J’ai aimé l’économie au point de vouloir en faire ma carrière

Aujourd’hui, le potentiel de cette jeune structure ne demande qu’à être exploité et son nouveau recteur se sent prêt à relever le défi: «Je pense pouvoir apporter beaucoup d’enthousiasme et une vision d’avenir: celle d’une Université excellente à tous les niveaux, reconnue partout dans le monde, y compris au Luxembourg». Pour ce faire, Stéphane Pallage est parti à la rencontre des communautés universitaire, économique, industrielle et politique luxembourgeoises. A la rentrée, il entend visiter les écoles secondaires du pays et des régions frontalières afin de mieux cerner les attentes des lycéens.

 

«L’avenir est radieux»

Le plan quadriennal dont s’est doté l’Université comprend huit domaines d’investissement prioritaires. Pour le recteur, l’accent devra impérativement être mis sur l’interdisciplinarité et la transversalité, surtout en matière de recherche. Parmi les défis en perspective, Stéphane Pallage a à cœur de renforcer la diversité parmi les membres du personnel de l’Université. «J’estime que l’Université est un reflet de la société et que l’on devrait y retrouver un équilibre en termes de représentativité. Nous allons nous doter d’une politique du genre pour opérer un changement à ce niveau», évoque-t-il.

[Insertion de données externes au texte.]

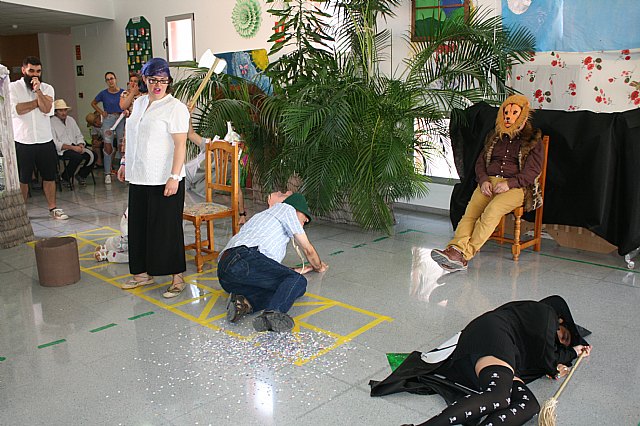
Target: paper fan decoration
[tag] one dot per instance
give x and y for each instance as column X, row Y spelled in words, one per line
column 246, row 17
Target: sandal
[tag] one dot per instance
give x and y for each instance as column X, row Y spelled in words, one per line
column 175, row 288
column 100, row 253
column 143, row 279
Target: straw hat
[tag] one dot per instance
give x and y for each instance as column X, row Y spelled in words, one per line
column 60, row 104
column 91, row 117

Par ailleurs, la digitalisation en marche à tous les niveaux de la société n’épargne pas l’enseignement et les sciences de l’éducation et le recteur y voit une opportunité: «Nous pouvons bénéficier des apports de la technologie, surtout dans certaines matières où les images et vidéos apportent une véritable plus-value», souligne-t-il. L’Université travaille d’ailleurs actuellement sur un concept de programme hybride comprenant à la fois des cours magistraux dispensés par un professeur, des cours en classe sans professeur ainsi que des cours en ligne.

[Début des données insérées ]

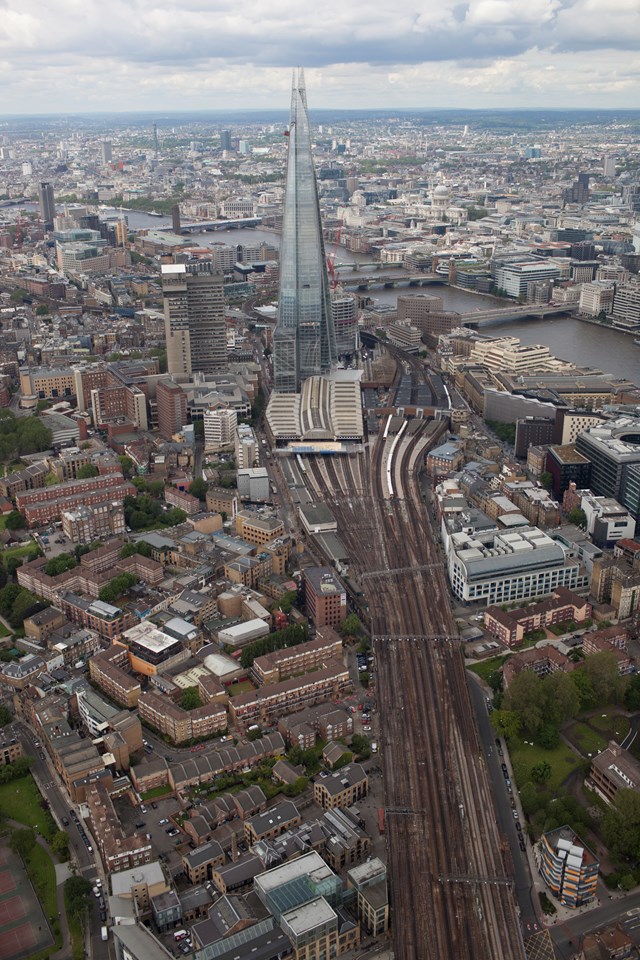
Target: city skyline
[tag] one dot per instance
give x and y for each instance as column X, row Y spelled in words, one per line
column 485, row 53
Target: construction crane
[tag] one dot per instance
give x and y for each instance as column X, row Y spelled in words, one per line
column 331, row 260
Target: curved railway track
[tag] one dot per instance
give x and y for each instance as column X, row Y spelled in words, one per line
column 449, row 873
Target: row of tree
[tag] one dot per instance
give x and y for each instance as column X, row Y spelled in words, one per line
column 538, row 707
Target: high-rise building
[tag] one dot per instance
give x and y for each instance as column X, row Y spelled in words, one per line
column 194, row 319
column 172, row 407
column 47, row 204
column 304, row 339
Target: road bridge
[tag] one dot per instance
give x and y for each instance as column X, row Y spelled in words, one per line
column 209, row 226
column 530, row 311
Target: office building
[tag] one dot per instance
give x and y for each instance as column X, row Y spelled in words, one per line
column 172, row 407
column 568, row 867
column 510, row 566
column 219, row 428
column 47, row 204
column 566, row 465
column 194, row 320
column 344, row 311
column 613, row 450
column 304, row 343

Selon le recteur, l’Université a trois missions: l’enseignement supérieur, la recherche et le service à la société. Dans le cadre de cette dernière, l’Université a créé un pré-incubateur: «L’Incubator s’adresse à la communauté universitaire au sens large et les entrepreneurs qui en sortent avec un plan d’affaire sont d’excellents candidats pour les autres incubateurs de la Place!», nous explique-t-il.

Enthousiaste à l’idée des défis qui l’attendent, il conclut: «Notre Université possède un caractère propre et une jeunesse qui lui permet de rêver. L’avenir est radieux car tout est encore possible! Quand on a 15 ans, on peut aspirer à tout…».